# Seafood in the South



## trav (Nov 30, 2003)

Living on the coast allows me to cook many foods from the sea.

Grilled Grouper:
Webber grills are one of the best,we do not use gas grills!
For one: 1 to 11/2 pound fillet

Hot grill:

Wet rub: 1/4 cup coarse mustard,any brand you like
1 garlic clove smashed to a pulp
1 tsp horseradish
1Tbl fresh dill,chopped fine
salt and fresh ground pepper to taste
mix all together,  rub on both sides of fillet.

Grill on open grill for 10 to 15 minutes depending on thichness of fillet.

We also grill asparagus and peppers on the grill at the same time. 
great with beer or wine


----------



## trav (Nov 30, 2003)

*More*

Since I am still chained to my evil machine I will give you another favorite of our clan of seafood eaters.
Low Country Boil Savannah Style:
This will feed 15 or so people.

You can adjust the amounts and quanities to fit your cookout,this is about normal for my friends and me.

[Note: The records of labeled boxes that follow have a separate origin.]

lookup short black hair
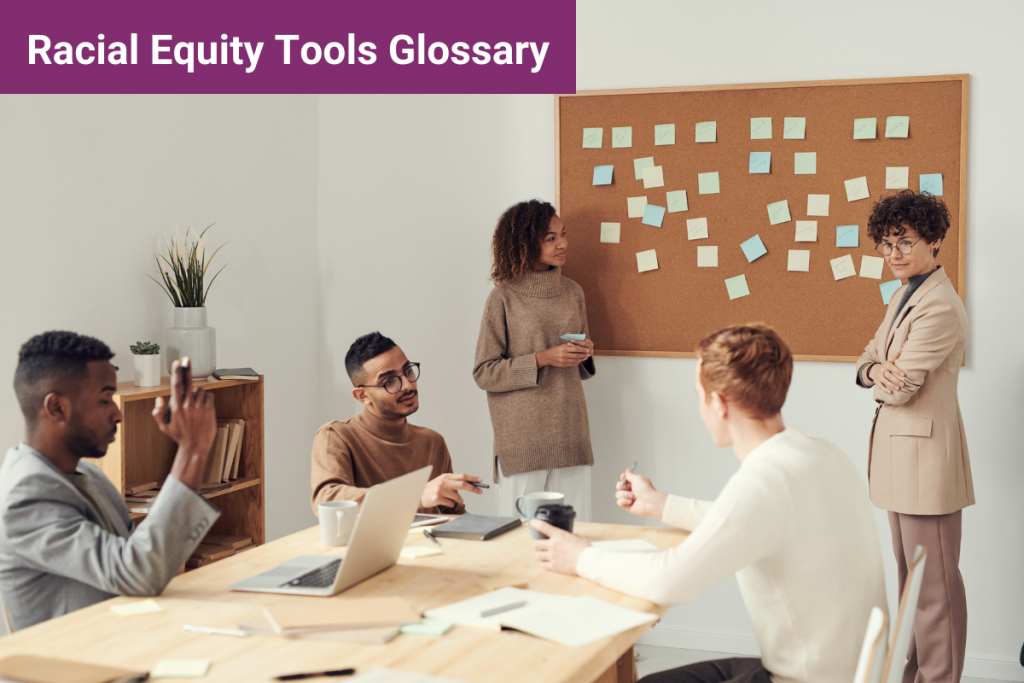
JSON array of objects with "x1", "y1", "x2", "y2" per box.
[
  {"x1": 14, "y1": 332, "x2": 114, "y2": 431},
  {"x1": 345, "y1": 332, "x2": 397, "y2": 385}
]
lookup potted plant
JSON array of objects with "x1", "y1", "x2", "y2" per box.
[
  {"x1": 150, "y1": 224, "x2": 227, "y2": 380},
  {"x1": 129, "y1": 342, "x2": 160, "y2": 386}
]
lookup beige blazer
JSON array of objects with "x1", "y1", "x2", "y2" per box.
[{"x1": 857, "y1": 268, "x2": 974, "y2": 515}]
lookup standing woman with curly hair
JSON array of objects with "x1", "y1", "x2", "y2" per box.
[
  {"x1": 857, "y1": 189, "x2": 974, "y2": 683},
  {"x1": 473, "y1": 200, "x2": 596, "y2": 521}
]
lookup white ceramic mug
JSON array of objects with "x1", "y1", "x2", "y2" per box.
[{"x1": 316, "y1": 501, "x2": 359, "y2": 546}]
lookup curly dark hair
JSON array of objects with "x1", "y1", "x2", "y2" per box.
[
  {"x1": 490, "y1": 200, "x2": 555, "y2": 285},
  {"x1": 867, "y1": 189, "x2": 949, "y2": 256}
]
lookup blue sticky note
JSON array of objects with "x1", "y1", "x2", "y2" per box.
[
  {"x1": 640, "y1": 204, "x2": 665, "y2": 227},
  {"x1": 836, "y1": 225, "x2": 860, "y2": 247},
  {"x1": 879, "y1": 280, "x2": 903, "y2": 306},
  {"x1": 750, "y1": 152, "x2": 771, "y2": 173},
  {"x1": 921, "y1": 173, "x2": 942, "y2": 197},
  {"x1": 739, "y1": 234, "x2": 768, "y2": 261}
]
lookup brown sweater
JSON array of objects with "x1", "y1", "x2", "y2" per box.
[
  {"x1": 473, "y1": 268, "x2": 597, "y2": 480},
  {"x1": 312, "y1": 410, "x2": 466, "y2": 514}
]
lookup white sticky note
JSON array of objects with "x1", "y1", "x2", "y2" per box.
[
  {"x1": 686, "y1": 218, "x2": 708, "y2": 240},
  {"x1": 601, "y1": 223, "x2": 622, "y2": 245},
  {"x1": 785, "y1": 249, "x2": 811, "y2": 272},
  {"x1": 643, "y1": 166, "x2": 665, "y2": 189},
  {"x1": 626, "y1": 197, "x2": 647, "y2": 218},
  {"x1": 828, "y1": 254, "x2": 857, "y2": 280},
  {"x1": 846, "y1": 175, "x2": 871, "y2": 202},
  {"x1": 697, "y1": 247, "x2": 718, "y2": 268},
  {"x1": 637, "y1": 249, "x2": 657, "y2": 272},
  {"x1": 860, "y1": 256, "x2": 886, "y2": 280}
]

60 quart cooker,with propane heat stand.

2/3 full of water or mix with beer and water:
1 cup of Old Bay,1/4 cup texas pete,1 cup salt
bring to a boil for about 10 minutes,covered.
After the initial boil it should not come to a hard boil again,just let come to a low boil. 
2 Lb's  new (red) potatoes, about 1 1/2 " diameter are best,
cook 4 min.
3 doz blue crabs,live, or you can use frozen snow crab legs.
cook 5 min.
1 Lb small peeled onions.
cook 4 min.
5 Lb's of smoked sauage, we use roger wood 
cook 4 min.
If the potatoes are done add the shrimp.
10 Lb's of headless but not shelled. shrimp
cook 4 to 5 more minutes.
turn off heat and let set for 10 or 20 minutes.
you may need to adjust the cooking time due to the size of the potatoes.
best with cold beer .


----------



## kitchenelf (Nov 30, 2003)

Both these recipes sounds GREAT - thanks for posting them!


----------